Part I, Introduction:
To make a proper lemonade you need the three basic ingredients, water, lemons and sugar.
Much like a lemonade, to build a proper EE/RE financing program- there are three key ingredients that you can’t do without. Here at Harcourt Brown & Carey, we refer to these as the three C’s of Capital, Confidence, and Convenience. This four part blog post will explore these three key ingredients, and how they combine to create a successful finance program across three main links in the chain- the financial institution, the contractor, and the borrower/end user.
In today’s post we’ll start with simple definitions and key elements.
Capital: Money to lend with attractive interest rates and terms to buyer and high applicant approval rates for the seller. Attractive yields to investors are also critical here.
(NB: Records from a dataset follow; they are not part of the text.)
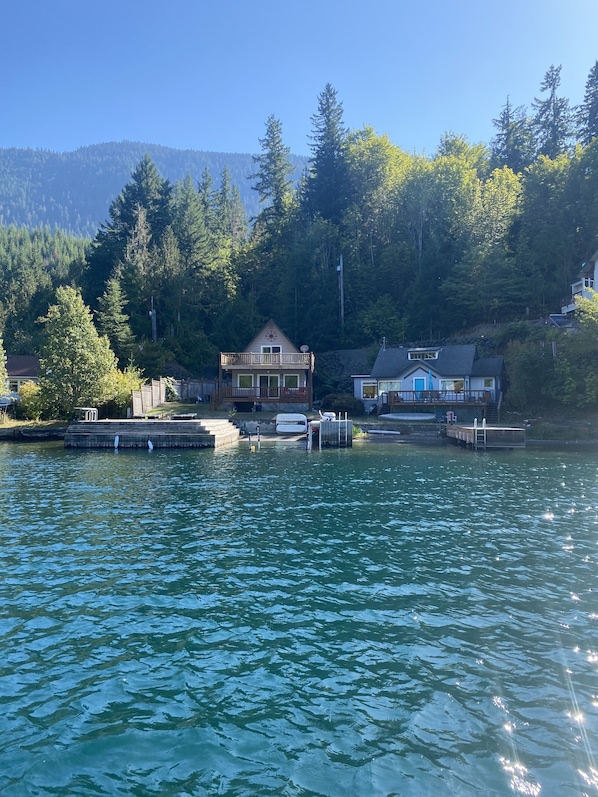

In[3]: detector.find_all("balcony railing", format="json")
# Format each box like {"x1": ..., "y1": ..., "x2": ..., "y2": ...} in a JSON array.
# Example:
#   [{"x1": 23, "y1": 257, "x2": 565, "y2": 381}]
[
  {"x1": 220, "y1": 352, "x2": 313, "y2": 368},
  {"x1": 384, "y1": 390, "x2": 490, "y2": 406},
  {"x1": 218, "y1": 386, "x2": 308, "y2": 402}
]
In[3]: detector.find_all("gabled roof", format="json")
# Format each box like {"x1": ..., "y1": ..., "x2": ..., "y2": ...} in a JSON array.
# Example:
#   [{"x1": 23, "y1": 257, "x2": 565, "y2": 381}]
[
  {"x1": 578, "y1": 248, "x2": 598, "y2": 278},
  {"x1": 243, "y1": 320, "x2": 300, "y2": 353},
  {"x1": 6, "y1": 355, "x2": 40, "y2": 377},
  {"x1": 470, "y1": 357, "x2": 504, "y2": 377},
  {"x1": 371, "y1": 345, "x2": 478, "y2": 379}
]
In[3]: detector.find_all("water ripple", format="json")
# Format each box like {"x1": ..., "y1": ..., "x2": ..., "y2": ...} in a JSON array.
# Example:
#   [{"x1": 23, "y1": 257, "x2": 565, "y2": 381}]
[{"x1": 0, "y1": 443, "x2": 597, "y2": 795}]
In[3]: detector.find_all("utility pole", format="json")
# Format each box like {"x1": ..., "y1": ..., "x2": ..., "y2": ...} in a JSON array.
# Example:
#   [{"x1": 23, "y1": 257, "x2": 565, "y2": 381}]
[
  {"x1": 149, "y1": 296, "x2": 157, "y2": 342},
  {"x1": 337, "y1": 254, "x2": 344, "y2": 331}
]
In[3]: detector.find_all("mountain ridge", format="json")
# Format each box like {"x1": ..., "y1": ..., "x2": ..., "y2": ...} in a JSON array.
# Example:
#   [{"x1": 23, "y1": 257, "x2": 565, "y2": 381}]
[{"x1": 0, "y1": 141, "x2": 308, "y2": 238}]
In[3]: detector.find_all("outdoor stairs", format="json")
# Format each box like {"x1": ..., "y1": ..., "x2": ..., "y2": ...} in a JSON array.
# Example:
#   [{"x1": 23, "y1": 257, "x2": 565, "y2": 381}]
[
  {"x1": 64, "y1": 418, "x2": 240, "y2": 449},
  {"x1": 485, "y1": 402, "x2": 499, "y2": 423}
]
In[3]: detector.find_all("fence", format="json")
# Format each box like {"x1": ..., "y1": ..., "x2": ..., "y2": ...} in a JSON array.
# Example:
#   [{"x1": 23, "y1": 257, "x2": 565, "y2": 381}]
[{"x1": 131, "y1": 378, "x2": 167, "y2": 417}]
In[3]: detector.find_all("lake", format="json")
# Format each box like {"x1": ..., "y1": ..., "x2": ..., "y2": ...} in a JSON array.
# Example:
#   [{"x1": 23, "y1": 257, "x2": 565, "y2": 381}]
[{"x1": 1, "y1": 440, "x2": 597, "y2": 796}]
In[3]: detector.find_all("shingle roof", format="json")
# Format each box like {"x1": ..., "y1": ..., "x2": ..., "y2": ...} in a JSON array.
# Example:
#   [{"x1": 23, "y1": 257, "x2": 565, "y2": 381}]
[
  {"x1": 371, "y1": 345, "x2": 478, "y2": 379},
  {"x1": 6, "y1": 355, "x2": 40, "y2": 378}
]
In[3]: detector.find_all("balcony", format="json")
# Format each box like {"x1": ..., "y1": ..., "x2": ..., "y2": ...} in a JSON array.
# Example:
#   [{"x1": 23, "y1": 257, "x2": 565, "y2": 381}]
[
  {"x1": 217, "y1": 386, "x2": 308, "y2": 403},
  {"x1": 561, "y1": 278, "x2": 595, "y2": 314},
  {"x1": 220, "y1": 352, "x2": 313, "y2": 369},
  {"x1": 384, "y1": 390, "x2": 490, "y2": 408}
]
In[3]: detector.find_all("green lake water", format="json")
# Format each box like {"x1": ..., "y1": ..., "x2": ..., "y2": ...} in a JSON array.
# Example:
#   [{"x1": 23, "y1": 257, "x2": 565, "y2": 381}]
[{"x1": 1, "y1": 440, "x2": 597, "y2": 796}]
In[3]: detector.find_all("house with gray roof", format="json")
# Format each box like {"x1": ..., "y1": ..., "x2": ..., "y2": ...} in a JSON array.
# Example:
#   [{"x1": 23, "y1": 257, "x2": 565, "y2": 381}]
[{"x1": 352, "y1": 344, "x2": 504, "y2": 422}]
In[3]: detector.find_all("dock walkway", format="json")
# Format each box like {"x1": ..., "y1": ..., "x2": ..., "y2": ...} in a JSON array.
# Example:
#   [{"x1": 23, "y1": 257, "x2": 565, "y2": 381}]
[
  {"x1": 445, "y1": 423, "x2": 525, "y2": 450},
  {"x1": 64, "y1": 419, "x2": 239, "y2": 449}
]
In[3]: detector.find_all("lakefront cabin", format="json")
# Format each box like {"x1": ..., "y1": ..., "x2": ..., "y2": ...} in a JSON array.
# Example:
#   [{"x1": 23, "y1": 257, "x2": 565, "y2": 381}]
[
  {"x1": 5, "y1": 355, "x2": 40, "y2": 393},
  {"x1": 215, "y1": 321, "x2": 314, "y2": 412},
  {"x1": 561, "y1": 247, "x2": 598, "y2": 315},
  {"x1": 353, "y1": 344, "x2": 504, "y2": 423}
]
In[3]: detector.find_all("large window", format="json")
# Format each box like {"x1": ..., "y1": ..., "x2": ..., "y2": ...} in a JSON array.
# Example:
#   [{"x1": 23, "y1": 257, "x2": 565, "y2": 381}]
[
  {"x1": 238, "y1": 374, "x2": 253, "y2": 388},
  {"x1": 362, "y1": 382, "x2": 378, "y2": 399},
  {"x1": 440, "y1": 379, "x2": 464, "y2": 393},
  {"x1": 379, "y1": 380, "x2": 401, "y2": 393},
  {"x1": 284, "y1": 374, "x2": 299, "y2": 388}
]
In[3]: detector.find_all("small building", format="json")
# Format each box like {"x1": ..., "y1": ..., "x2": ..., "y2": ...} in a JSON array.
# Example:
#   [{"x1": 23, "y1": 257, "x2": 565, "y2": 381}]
[
  {"x1": 561, "y1": 248, "x2": 598, "y2": 315},
  {"x1": 216, "y1": 321, "x2": 314, "y2": 412},
  {"x1": 5, "y1": 355, "x2": 40, "y2": 393},
  {"x1": 353, "y1": 344, "x2": 504, "y2": 423}
]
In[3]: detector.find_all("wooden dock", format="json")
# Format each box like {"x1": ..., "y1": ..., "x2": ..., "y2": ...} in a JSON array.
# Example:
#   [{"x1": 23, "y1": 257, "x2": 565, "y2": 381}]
[
  {"x1": 64, "y1": 418, "x2": 240, "y2": 449},
  {"x1": 445, "y1": 423, "x2": 525, "y2": 450}
]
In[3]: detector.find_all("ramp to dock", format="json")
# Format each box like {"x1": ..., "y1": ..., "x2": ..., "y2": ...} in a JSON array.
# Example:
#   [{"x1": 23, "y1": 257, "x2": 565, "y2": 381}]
[{"x1": 64, "y1": 419, "x2": 240, "y2": 449}]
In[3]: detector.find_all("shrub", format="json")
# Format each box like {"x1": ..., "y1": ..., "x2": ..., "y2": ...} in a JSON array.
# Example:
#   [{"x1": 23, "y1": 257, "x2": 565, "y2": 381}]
[
  {"x1": 320, "y1": 393, "x2": 365, "y2": 416},
  {"x1": 17, "y1": 381, "x2": 43, "y2": 421}
]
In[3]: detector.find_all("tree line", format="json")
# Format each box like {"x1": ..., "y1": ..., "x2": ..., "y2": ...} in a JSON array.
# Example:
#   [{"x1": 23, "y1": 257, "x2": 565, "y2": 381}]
[{"x1": 0, "y1": 63, "x2": 598, "y2": 414}]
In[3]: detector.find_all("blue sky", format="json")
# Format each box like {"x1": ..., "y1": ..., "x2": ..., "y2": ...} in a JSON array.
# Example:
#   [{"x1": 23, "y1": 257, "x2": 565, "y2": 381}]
[{"x1": 2, "y1": 0, "x2": 597, "y2": 157}]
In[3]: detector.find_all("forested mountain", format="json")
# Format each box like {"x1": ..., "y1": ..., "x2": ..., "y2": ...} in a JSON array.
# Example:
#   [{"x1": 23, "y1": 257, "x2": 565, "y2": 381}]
[
  {"x1": 2, "y1": 64, "x2": 598, "y2": 395},
  {"x1": 0, "y1": 142, "x2": 307, "y2": 237}
]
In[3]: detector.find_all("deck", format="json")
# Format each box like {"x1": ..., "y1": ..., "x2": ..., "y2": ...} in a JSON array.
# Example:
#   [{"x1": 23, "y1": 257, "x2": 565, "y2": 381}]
[
  {"x1": 64, "y1": 419, "x2": 240, "y2": 449},
  {"x1": 445, "y1": 424, "x2": 525, "y2": 450}
]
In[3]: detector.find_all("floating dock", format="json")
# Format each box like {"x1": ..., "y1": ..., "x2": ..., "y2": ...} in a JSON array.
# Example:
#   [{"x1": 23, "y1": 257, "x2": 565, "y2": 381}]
[
  {"x1": 64, "y1": 419, "x2": 240, "y2": 449},
  {"x1": 445, "y1": 422, "x2": 525, "y2": 450}
]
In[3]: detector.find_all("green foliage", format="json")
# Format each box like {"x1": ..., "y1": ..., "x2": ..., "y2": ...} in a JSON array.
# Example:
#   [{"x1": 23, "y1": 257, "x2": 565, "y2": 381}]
[
  {"x1": 100, "y1": 364, "x2": 145, "y2": 417},
  {"x1": 503, "y1": 338, "x2": 556, "y2": 413},
  {"x1": 0, "y1": 337, "x2": 7, "y2": 389},
  {"x1": 38, "y1": 286, "x2": 117, "y2": 418},
  {"x1": 320, "y1": 393, "x2": 365, "y2": 416},
  {"x1": 16, "y1": 381, "x2": 43, "y2": 420}
]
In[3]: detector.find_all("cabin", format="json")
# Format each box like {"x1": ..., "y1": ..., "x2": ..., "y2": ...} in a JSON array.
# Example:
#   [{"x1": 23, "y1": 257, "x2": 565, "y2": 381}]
[
  {"x1": 353, "y1": 344, "x2": 504, "y2": 423},
  {"x1": 5, "y1": 355, "x2": 40, "y2": 393},
  {"x1": 215, "y1": 321, "x2": 314, "y2": 412},
  {"x1": 561, "y1": 248, "x2": 598, "y2": 315}
]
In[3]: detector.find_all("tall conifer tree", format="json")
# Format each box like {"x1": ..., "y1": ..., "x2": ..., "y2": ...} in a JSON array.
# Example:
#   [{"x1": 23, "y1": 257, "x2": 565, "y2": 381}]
[
  {"x1": 578, "y1": 60, "x2": 598, "y2": 147},
  {"x1": 532, "y1": 65, "x2": 573, "y2": 159},
  {"x1": 303, "y1": 84, "x2": 349, "y2": 224}
]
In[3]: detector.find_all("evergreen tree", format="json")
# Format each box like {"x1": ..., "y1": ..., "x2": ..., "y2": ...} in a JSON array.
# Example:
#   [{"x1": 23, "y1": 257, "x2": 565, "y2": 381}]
[
  {"x1": 532, "y1": 65, "x2": 573, "y2": 159},
  {"x1": 490, "y1": 97, "x2": 535, "y2": 173},
  {"x1": 251, "y1": 115, "x2": 295, "y2": 223},
  {"x1": 303, "y1": 84, "x2": 349, "y2": 224},
  {"x1": 577, "y1": 60, "x2": 598, "y2": 147},
  {"x1": 38, "y1": 286, "x2": 117, "y2": 417},
  {"x1": 84, "y1": 155, "x2": 172, "y2": 305},
  {"x1": 96, "y1": 276, "x2": 136, "y2": 365}
]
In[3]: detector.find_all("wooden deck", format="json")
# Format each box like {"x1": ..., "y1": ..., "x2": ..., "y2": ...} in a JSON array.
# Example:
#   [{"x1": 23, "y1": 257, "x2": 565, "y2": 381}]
[
  {"x1": 445, "y1": 424, "x2": 525, "y2": 450},
  {"x1": 64, "y1": 419, "x2": 240, "y2": 449}
]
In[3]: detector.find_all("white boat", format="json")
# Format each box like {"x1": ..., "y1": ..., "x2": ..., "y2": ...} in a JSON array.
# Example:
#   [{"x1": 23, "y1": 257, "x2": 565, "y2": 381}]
[{"x1": 275, "y1": 413, "x2": 308, "y2": 434}]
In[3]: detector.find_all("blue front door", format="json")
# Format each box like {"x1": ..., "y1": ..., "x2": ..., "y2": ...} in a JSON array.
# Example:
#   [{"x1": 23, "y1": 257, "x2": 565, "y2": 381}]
[{"x1": 414, "y1": 378, "x2": 425, "y2": 399}]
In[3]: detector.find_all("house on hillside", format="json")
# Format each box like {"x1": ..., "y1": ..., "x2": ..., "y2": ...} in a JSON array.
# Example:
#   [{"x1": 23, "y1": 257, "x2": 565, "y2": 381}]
[
  {"x1": 5, "y1": 355, "x2": 40, "y2": 393},
  {"x1": 561, "y1": 247, "x2": 598, "y2": 315},
  {"x1": 215, "y1": 321, "x2": 314, "y2": 412},
  {"x1": 352, "y1": 344, "x2": 504, "y2": 422}
]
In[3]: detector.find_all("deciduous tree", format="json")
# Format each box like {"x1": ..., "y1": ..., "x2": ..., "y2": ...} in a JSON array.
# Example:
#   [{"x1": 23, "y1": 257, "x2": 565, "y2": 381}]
[{"x1": 38, "y1": 286, "x2": 117, "y2": 418}]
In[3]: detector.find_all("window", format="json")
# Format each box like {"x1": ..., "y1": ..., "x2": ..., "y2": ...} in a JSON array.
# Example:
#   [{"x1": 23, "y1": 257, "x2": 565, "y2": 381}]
[
  {"x1": 284, "y1": 374, "x2": 299, "y2": 388},
  {"x1": 362, "y1": 382, "x2": 378, "y2": 399},
  {"x1": 379, "y1": 380, "x2": 401, "y2": 392},
  {"x1": 238, "y1": 374, "x2": 253, "y2": 388},
  {"x1": 261, "y1": 345, "x2": 281, "y2": 354},
  {"x1": 483, "y1": 378, "x2": 494, "y2": 388},
  {"x1": 440, "y1": 379, "x2": 464, "y2": 393},
  {"x1": 408, "y1": 350, "x2": 439, "y2": 360}
]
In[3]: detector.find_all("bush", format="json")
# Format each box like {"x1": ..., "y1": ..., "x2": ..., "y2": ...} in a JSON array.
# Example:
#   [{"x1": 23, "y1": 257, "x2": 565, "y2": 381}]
[
  {"x1": 17, "y1": 381, "x2": 43, "y2": 421},
  {"x1": 320, "y1": 393, "x2": 365, "y2": 416}
]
Confidence: Buyer/borrower comfort and trust with the project, the financial product, and the providers. Investors’ confidence in energy savings and yield. Utilities/regulatory commission and others’ confidence in incremental energy savings. Confidence among all parties in one another. And finally, confidence from all parties that a robust EE market will emerge to justify investments of time and money.
Convenience: The provider of financing must give the borrower and the seller/contractor a simple and quick process. Other players, such as state and local government contractors and utilities, must take on roles that fit with their core competency.
Combine, sugar, lemon and water and you’ve got a refreshing summer beverage. Combine the three C’s and you can successfully deploy capital, support contractors, and install energy efficiency; just the thing on a hot summer’s day.